Princess Drubetskoy (Anna Mihalovna) asks a favor of Prince Vasili as she wants her son, Boris, to be transferred to the Guards. Another discussion about Bonaparte follows this request and Pierre defends him. Anna Pavlovna regards Pierre as too opinionated for this type of social gathering. After the soire, Pierre makes it clear that he does not want to fight against Napoleon, who he thinks is the greatest man in the world. When Pierre and Prince Andrei are alone, Prince Andrei warns him against marrying as he feels as though he has lost his freedom. He then goes on to criticize women.
The action shifts to Moscow, in Chapter VII, where Anna Mihalovna is visiting the Rostovs. There is conversation regarding Pierre – how he is the illegitimate son of Count Bezuhov and also how he (Pierre) has been sent to Moscow for being part of a group who tied a bear to a policeman. The Rostovs are also introduced to the reader and Boris tells Natasha Rostov he will ask her to marry him when she is 16.
Count Bezuhov is dying and Boris and his mother visit him in order to ask for money. Because this attempt is of no avail, Countess Rostov finally gives her financial assistance. Pierre then attends a dinner at the home of the Rostovs and meets Natasha.
In Chapter XVIII, Pierres father has now had his sixth stroke. Prince Vasili is anxious that there is a will that leaves everything to Pierre and wants it destroyed. Anna Mihalovna assists Pierre in teaching him how to conduct himself at this time of his fathers illness and death as she tries to look after his interests (which are also evidently her own too). Pierres father finally dies as those around him (not including Pierre) have a physical struggle over his last will.
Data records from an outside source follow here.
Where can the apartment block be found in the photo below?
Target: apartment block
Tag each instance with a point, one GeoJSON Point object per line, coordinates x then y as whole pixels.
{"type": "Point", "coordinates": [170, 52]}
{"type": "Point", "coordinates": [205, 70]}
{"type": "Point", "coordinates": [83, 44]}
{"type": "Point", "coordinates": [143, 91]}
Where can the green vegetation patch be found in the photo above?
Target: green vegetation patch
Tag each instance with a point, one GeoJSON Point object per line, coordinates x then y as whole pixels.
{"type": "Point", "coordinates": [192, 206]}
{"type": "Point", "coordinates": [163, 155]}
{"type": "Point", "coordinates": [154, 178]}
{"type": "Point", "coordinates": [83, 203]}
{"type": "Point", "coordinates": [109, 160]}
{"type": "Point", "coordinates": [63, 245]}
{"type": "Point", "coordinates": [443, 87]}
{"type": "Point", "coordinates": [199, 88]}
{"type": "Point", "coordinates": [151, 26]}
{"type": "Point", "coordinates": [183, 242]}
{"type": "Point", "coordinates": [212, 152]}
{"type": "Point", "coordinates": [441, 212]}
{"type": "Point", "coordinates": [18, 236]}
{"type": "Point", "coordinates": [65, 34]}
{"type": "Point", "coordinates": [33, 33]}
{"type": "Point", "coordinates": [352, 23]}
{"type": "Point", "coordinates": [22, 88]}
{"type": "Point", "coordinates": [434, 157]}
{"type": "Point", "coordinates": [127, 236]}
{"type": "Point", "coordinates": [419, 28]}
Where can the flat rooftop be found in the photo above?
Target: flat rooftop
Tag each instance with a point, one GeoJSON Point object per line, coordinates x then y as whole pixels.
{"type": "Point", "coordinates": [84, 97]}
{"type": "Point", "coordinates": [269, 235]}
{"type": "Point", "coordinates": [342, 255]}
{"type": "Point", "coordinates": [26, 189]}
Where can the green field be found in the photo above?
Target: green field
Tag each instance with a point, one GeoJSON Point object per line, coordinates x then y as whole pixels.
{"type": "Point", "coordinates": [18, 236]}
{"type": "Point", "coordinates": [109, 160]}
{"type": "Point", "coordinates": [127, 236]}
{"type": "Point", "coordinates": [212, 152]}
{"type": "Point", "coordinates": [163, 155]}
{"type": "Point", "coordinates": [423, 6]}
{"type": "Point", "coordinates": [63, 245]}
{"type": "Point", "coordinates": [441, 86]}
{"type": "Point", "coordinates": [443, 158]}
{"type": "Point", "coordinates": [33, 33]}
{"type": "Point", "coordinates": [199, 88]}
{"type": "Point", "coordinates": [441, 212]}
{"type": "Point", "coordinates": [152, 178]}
The last chapters of Book One (XXII to XXV) are set in Bald Hills, which is the estate belonging to the Bolkonskys. Through a letter which Princess Maria (the sister of Prince Andrei) receives from Julie Karagin, it is related that Pierre has been recognized as the legitimate son of Count Bezuhov and he has inherited everything. This Book ends with Prince Andrei departing for war and having left his wife Lisa with his sister and father.
Book One sets the scene, of July 1805, and introduces the main families and characters that will be seen through the course of the novel, such as Pierre, the Rostovs, and the Bolkonskys. The social setting is also emphasized with the use of the soire as a starting point. It is of note that the characters use French in such circles as a sign of their social standing. This preference alters somewhat as the novel progresses as the realities of war with the French come to be recognized.
The prevalence of insincerity in these aristocratic circles is epitomized by the actions of Prince Vasili as he attempts to manipulate the situation regarding Count Bezuhovs will. This is written of with ironic detachment, but it is also transparent that this falseness is condemned in the narrative. In this initial Book, Pierre is characterized by his ignorance of social etiquette and by his innocence in financial matters. The parallel between his naivety and Prince Vasilis cynicism demonstrates his honesty all the more.